Levinson’s enthusiasm for his former mentor’s ideas is absolute, and he seems compelled to defend McLuhan even against decades-old criticism. Levinson rebuffs charges that McLuhan’s arguments, when committed to print, were difficult to follow, by asserting that McLuhan was constricted by the printed page and would have been understood much better in the point-and-click hypertext domain of the Web page. Perhaps the same could be said of Levinson, whose commentary leaps from idea to idea and back again.
Interestingly, Levinson’s doctoral dissertation adviser was the astute Neil Postman, who is best known for his warnings against the blind acceptance of technology, particularly television and computers. An unabashed cheerleader of such technology, Levinson quips about his “failure” to convert Postman to the fan club.
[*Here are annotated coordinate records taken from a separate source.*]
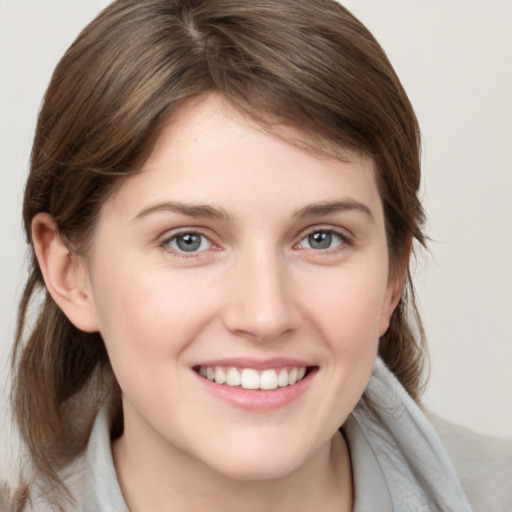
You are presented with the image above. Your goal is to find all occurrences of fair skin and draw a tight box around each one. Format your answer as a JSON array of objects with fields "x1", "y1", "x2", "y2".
[{"x1": 33, "y1": 95, "x2": 402, "y2": 512}]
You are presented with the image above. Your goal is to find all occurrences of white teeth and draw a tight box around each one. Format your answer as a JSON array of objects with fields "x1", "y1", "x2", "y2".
[
  {"x1": 240, "y1": 368, "x2": 260, "y2": 389},
  {"x1": 215, "y1": 366, "x2": 226, "y2": 384},
  {"x1": 199, "y1": 366, "x2": 306, "y2": 390},
  {"x1": 277, "y1": 368, "x2": 288, "y2": 388},
  {"x1": 226, "y1": 368, "x2": 241, "y2": 387},
  {"x1": 288, "y1": 368, "x2": 299, "y2": 386},
  {"x1": 260, "y1": 370, "x2": 277, "y2": 389}
]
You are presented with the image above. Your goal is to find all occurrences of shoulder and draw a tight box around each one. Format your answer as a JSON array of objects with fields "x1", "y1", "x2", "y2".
[{"x1": 426, "y1": 411, "x2": 512, "y2": 512}]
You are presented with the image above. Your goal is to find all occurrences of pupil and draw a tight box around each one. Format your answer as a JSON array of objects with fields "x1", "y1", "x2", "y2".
[
  {"x1": 176, "y1": 234, "x2": 201, "y2": 252},
  {"x1": 308, "y1": 231, "x2": 332, "y2": 249}
]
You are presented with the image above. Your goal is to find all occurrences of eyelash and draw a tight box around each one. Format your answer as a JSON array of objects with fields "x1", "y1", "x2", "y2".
[
  {"x1": 160, "y1": 229, "x2": 215, "y2": 258},
  {"x1": 295, "y1": 226, "x2": 353, "y2": 256},
  {"x1": 160, "y1": 227, "x2": 353, "y2": 258}
]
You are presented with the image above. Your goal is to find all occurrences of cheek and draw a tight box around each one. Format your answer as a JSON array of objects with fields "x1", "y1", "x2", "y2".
[
  {"x1": 304, "y1": 271, "x2": 387, "y2": 352},
  {"x1": 90, "y1": 265, "x2": 215, "y2": 372}
]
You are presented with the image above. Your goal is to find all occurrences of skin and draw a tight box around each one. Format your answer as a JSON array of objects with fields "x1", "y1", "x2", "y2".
[{"x1": 33, "y1": 95, "x2": 402, "y2": 512}]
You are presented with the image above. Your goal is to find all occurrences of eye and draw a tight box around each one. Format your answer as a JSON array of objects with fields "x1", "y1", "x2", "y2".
[
  {"x1": 164, "y1": 232, "x2": 212, "y2": 252},
  {"x1": 299, "y1": 230, "x2": 344, "y2": 251}
]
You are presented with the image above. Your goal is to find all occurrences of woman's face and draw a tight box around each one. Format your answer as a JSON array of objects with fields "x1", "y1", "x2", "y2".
[{"x1": 83, "y1": 96, "x2": 400, "y2": 478}]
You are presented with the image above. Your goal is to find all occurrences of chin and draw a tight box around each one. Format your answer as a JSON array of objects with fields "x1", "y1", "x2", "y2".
[{"x1": 197, "y1": 442, "x2": 314, "y2": 481}]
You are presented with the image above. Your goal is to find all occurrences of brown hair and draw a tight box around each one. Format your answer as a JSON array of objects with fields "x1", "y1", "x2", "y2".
[{"x1": 12, "y1": 0, "x2": 425, "y2": 504}]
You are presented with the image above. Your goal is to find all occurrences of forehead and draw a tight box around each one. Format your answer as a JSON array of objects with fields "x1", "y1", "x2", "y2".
[{"x1": 100, "y1": 95, "x2": 380, "y2": 222}]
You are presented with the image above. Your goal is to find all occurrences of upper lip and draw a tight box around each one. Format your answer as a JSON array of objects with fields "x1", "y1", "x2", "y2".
[{"x1": 195, "y1": 357, "x2": 315, "y2": 370}]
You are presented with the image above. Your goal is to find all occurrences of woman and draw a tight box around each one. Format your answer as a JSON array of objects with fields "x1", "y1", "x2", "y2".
[{"x1": 2, "y1": 0, "x2": 510, "y2": 512}]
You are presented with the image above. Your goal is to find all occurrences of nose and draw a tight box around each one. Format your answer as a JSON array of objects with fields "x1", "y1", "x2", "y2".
[{"x1": 223, "y1": 248, "x2": 300, "y2": 342}]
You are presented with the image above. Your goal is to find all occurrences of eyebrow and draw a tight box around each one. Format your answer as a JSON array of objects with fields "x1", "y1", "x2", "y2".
[
  {"x1": 295, "y1": 199, "x2": 375, "y2": 222},
  {"x1": 133, "y1": 199, "x2": 375, "y2": 222},
  {"x1": 133, "y1": 201, "x2": 229, "y2": 221}
]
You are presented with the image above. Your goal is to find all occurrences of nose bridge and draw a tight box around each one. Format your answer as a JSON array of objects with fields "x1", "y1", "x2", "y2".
[{"x1": 225, "y1": 244, "x2": 298, "y2": 341}]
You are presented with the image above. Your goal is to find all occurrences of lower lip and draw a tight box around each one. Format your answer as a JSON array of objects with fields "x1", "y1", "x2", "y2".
[{"x1": 194, "y1": 369, "x2": 317, "y2": 411}]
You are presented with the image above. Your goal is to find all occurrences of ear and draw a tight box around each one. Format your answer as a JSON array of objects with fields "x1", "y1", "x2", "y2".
[
  {"x1": 379, "y1": 238, "x2": 412, "y2": 337},
  {"x1": 32, "y1": 213, "x2": 98, "y2": 332}
]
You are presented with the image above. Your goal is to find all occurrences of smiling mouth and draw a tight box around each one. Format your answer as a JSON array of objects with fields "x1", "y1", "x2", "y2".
[{"x1": 194, "y1": 366, "x2": 313, "y2": 391}]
In addition to defending and explaining McLuhan’s ideas, Levinson purports to carry on his mentor’s work into the digital age. This is where the book is most interesting and provocative. For instance, Levinson asserts that computer technology is the ultimate democratic media revolution because it finally frees information from the “gatekeepers,” i.e., editors, publishers and broadcast producers. True, any fifth-grader with Internet access can find a direct link to Kosovo, but how can one ensure that an unmediated information will be accurate, or worthy? And what will discourse, reason, education and culture be like in this global village? Would we want to live there? Levinson leaves serious discussion of those questions to Neil Postman.